Growing up in a small town in the state of Haryana, Ms. Arora was a tall, skinny girl. While some people teased her for looking “like a guy,” she says, others said she looked like a model. Ms. Arora sometimes started to watch fashion shows but then changed the channel. “I used to think I was really, really ugly,” she says. “So modeling couldn’t be my thing.” In her town’s conservative culture, nice girls weren’t models. Her parents objected any time she brought up the idea.
After she moved to a bigger town, Chandigarh, for college, she indulged her modeling fantasies through selfies.
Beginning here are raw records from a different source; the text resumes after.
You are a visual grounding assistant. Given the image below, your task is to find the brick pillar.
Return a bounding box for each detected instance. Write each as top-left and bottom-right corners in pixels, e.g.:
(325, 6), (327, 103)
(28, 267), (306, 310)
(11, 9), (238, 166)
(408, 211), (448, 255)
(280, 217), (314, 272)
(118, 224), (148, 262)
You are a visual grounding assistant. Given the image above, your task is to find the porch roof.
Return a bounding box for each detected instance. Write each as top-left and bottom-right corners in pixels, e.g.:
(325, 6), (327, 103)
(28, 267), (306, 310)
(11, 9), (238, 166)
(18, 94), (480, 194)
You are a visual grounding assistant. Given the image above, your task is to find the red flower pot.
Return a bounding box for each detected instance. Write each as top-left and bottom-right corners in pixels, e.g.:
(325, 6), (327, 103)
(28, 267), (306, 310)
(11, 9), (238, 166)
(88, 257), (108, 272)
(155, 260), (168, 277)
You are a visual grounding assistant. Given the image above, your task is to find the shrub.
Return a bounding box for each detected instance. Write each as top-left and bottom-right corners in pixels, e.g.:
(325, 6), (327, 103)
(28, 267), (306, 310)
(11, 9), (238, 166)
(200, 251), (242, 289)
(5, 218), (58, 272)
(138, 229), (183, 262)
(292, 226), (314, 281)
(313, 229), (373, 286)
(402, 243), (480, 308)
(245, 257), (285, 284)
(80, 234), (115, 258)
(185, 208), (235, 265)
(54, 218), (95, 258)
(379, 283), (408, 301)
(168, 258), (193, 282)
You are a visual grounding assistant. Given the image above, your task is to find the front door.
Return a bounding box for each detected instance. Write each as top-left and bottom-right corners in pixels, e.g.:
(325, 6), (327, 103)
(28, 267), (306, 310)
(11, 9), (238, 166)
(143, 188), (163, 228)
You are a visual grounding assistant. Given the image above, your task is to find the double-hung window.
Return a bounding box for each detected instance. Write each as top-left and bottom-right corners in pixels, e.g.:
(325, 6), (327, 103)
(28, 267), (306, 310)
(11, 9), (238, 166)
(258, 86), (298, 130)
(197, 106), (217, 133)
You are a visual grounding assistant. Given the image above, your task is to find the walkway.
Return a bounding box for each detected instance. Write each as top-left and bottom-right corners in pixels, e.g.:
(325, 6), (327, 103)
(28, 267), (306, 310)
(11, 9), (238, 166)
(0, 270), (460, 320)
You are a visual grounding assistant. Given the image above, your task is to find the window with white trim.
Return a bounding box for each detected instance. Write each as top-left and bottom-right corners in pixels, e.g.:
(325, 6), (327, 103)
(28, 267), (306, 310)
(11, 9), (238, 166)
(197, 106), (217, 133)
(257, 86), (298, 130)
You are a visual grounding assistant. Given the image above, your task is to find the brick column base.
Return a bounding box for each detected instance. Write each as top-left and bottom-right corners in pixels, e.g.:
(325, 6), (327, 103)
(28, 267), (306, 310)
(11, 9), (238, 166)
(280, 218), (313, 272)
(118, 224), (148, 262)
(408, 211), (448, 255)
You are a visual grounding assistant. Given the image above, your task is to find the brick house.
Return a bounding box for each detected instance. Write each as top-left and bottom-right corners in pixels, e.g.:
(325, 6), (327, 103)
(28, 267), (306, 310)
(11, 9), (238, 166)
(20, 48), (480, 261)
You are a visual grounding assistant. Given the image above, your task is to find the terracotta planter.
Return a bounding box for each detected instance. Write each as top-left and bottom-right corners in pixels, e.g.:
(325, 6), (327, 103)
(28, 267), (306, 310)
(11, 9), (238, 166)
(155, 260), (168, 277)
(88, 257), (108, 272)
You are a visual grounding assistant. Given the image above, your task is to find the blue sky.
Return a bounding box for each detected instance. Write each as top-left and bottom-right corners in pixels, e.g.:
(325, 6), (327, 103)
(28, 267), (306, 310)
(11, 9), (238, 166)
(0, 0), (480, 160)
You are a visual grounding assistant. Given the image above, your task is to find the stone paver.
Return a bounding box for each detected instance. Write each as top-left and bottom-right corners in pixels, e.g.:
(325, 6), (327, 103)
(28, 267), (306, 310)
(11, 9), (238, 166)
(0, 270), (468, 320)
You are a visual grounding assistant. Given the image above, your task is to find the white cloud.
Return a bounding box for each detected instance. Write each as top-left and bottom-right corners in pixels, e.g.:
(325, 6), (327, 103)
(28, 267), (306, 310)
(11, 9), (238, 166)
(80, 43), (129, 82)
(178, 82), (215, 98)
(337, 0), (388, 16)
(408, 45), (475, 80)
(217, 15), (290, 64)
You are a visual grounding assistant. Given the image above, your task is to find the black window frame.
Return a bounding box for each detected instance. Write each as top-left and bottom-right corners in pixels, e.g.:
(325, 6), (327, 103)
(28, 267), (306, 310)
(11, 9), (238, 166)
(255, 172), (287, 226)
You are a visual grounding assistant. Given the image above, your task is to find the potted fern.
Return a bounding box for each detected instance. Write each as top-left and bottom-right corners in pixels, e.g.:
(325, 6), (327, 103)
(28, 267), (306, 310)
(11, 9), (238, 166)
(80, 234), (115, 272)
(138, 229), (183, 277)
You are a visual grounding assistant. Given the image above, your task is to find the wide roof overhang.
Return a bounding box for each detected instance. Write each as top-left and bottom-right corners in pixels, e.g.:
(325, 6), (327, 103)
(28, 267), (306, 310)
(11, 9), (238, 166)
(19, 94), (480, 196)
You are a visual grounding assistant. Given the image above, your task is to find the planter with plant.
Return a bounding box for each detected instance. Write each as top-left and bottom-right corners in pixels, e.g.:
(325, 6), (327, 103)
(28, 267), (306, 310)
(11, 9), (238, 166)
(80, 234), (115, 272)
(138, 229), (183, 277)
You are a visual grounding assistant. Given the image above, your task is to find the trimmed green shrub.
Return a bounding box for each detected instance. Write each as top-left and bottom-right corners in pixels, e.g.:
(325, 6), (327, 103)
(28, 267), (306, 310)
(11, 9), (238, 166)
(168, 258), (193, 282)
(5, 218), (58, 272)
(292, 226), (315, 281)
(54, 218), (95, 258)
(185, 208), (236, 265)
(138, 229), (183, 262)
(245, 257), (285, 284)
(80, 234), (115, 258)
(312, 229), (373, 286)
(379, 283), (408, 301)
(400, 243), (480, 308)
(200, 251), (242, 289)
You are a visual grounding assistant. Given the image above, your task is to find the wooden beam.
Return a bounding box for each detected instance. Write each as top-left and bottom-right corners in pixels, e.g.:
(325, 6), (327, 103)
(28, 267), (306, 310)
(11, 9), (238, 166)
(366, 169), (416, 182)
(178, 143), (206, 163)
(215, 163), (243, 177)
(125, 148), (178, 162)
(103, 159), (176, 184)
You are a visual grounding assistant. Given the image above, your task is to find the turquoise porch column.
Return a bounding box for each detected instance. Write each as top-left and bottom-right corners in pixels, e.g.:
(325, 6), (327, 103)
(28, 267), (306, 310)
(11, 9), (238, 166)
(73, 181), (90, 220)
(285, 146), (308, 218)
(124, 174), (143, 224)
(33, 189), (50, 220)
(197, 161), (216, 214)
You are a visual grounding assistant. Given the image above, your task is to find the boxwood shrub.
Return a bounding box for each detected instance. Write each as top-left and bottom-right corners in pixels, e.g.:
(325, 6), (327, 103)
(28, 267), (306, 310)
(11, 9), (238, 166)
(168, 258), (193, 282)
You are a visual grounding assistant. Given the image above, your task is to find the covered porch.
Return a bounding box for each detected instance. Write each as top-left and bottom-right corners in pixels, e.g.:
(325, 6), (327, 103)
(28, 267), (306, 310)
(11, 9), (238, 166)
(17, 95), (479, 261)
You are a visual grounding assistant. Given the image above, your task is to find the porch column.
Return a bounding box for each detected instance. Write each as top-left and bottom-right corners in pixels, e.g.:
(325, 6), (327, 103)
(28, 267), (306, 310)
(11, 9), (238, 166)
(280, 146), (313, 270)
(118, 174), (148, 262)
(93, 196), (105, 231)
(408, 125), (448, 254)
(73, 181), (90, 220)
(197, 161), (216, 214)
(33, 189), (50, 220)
A friend submitted pictures of her to the “Model Watch” feature of a publication called “Cafe Beat” distributed at a local café. Ms. Arora was surprised to hear a few months later that the magazine had published her photo, placing it alongside three other young people it dubbed “steaming hot.” That convinced her—and helped convince her parents—that she could try modeling.
Ms. Arora started to pursue an M.B.A., but soon a photographer who had seen the published picture offered to take her first professional photos. Armed with those, she moved to Delhi and modeled there for a few years. She began sending out her pictures to agencies in Europe, including Elite Paris, in December 2013. The agency signed her soon after. Both Elite Paris and the Society Management are part of Elite World, a global network of agencies.
A team at the agency that includes Mr. Michael, the Society Management’s executive agent, helps Ms. Arora and other models with personal development, including finding a personal style and dressing for castings. The team also advises her on things like traveling around cities. They also guide her and other models on social-media activity. Ms. Arora currently has a relatively small presence on social media, with an Instagram account that lists nearly 1,700 followers and 63 posts. The agency hopes to increase her interaction with her audience.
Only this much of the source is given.